Xdebug Enabled Analyzer

Analyzer ID	Category	Severity	Time To Fix
xdebug-enabled	⚡ Performance	Critical	5 minutes

What This Checks

Validates that Xdebug and other debugging extensions (Blackfire, Tideways, PCOV) are not loaded in production or staging environments where they can severely impact performance.

Why It Matters

• Performance Impact: Xdebug can slow PHP execution by 50% or more, even when not actively debugging
• Security Risk: Xdebug can expose sensitive information through stack traces and debugging output
• Memory Overhead: Debugging extensions consume additional memory for tracking execution
• Production Critical: These extensions are designed for development, not production use

Even with Xdebug mode set to "off", there is still some overhead from the extension being loaded.
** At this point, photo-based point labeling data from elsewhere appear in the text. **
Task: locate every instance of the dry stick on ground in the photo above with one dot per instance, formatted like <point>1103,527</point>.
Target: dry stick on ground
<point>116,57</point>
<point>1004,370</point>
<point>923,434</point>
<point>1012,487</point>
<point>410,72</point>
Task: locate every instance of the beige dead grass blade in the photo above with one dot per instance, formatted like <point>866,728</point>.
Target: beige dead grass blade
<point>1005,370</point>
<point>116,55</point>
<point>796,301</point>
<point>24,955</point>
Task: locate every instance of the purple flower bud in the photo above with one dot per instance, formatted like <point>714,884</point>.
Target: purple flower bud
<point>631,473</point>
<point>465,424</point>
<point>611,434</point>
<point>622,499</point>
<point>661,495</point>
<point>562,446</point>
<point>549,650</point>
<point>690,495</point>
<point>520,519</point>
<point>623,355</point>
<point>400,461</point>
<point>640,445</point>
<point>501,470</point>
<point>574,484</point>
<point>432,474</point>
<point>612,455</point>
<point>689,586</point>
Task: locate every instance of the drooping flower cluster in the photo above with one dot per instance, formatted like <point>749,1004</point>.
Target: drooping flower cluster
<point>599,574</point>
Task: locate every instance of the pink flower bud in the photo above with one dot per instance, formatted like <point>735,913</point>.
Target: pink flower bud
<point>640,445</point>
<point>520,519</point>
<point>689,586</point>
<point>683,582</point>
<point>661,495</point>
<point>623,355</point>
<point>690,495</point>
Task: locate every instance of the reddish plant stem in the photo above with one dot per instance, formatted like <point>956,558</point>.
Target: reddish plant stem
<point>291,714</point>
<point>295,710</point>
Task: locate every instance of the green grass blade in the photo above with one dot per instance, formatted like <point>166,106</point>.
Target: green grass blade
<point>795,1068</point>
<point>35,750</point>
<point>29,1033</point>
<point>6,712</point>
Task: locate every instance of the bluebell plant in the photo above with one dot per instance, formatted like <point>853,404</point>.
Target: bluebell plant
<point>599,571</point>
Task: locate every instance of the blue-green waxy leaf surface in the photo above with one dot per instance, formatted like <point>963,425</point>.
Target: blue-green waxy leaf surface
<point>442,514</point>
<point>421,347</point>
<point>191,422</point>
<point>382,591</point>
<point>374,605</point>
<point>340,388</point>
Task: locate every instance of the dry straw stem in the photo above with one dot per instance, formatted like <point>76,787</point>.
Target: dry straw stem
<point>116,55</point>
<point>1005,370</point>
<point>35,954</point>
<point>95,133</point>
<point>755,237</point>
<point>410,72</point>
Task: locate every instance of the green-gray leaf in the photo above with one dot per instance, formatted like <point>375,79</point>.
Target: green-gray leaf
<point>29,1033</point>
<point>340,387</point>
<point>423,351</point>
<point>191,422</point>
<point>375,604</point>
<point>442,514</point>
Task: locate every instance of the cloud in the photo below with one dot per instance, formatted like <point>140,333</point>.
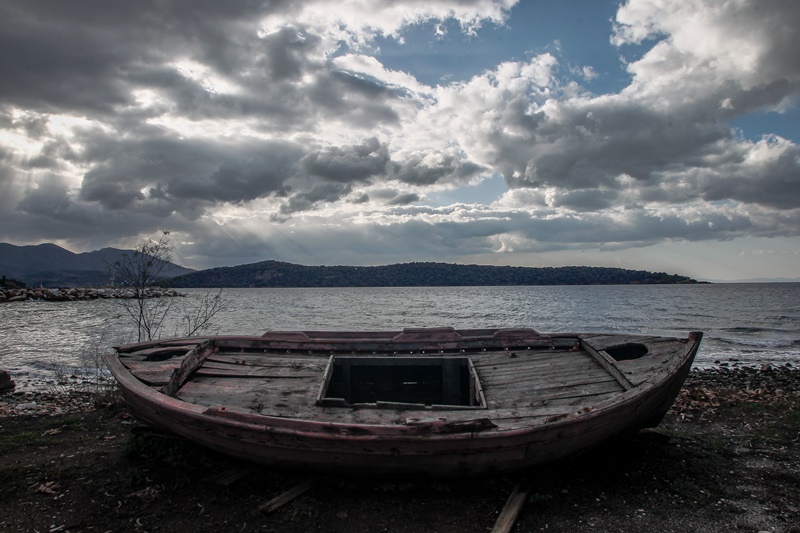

The safest approach is to not load it at all in production.

How to Fix

Quick Fix (2 minutes)

Option 1: Disable Xdebug in php.ini

; Comment out or remove the Xdebug extension line
; zend_extension=xdebug.so

Option 2: Use Xdebug Mode (Xdebug 3+)

If you can't remove Xdebug entirely, set mode to "off":

xdebug.mode=off

Or via environment variable:

XDEBUG_MODE=off

Then restart PHP-FPM:

# Ubuntu/Debian
sudo systemctl restart php8.1-fpm

# CentOS/RHEL
sudo systemctl restart php-fpm

Proper Fix (5 minutes)

Production php.ini:

; /etc/php/8.1/fpm/conf.d/production.ini
; No Xdebug extension loaded
; All debugging extensions removed from production

Development php.ini:

; /etc/php/8.1/fpm/conf.d/development.ini
zend_extension=xdebug.so
xdebug.mode=debug,develop
xdebug.start_with_request=yes

Docker Multi-Stage Configuration:

# Dockerfile.production
FROM php:8.1-fpm
# No Xdebug installed

# Dockerfile.development
FROM php:8.1-fpm
RUN pecl install xdebug && docker-php-ext-enable xdebug
COPY docker/php/xdebug.ini /usr/local/etc/php/conf.d/xdebug.ini

Verify Xdebug is removed:

# Check if Xdebug is loaded
php -m | grep -i xdebug

# If loaded, check the mode
php -r "echo ini_get('xdebug.mode');"

# List all debugging extensions
php -m | grep -iE 'xdebug|blackfire|tideways|pcov'

ShieldCI Configuration

This analyzer is automatically skipped in CI environments ($runInCI = false) and only runs in production and staging environments.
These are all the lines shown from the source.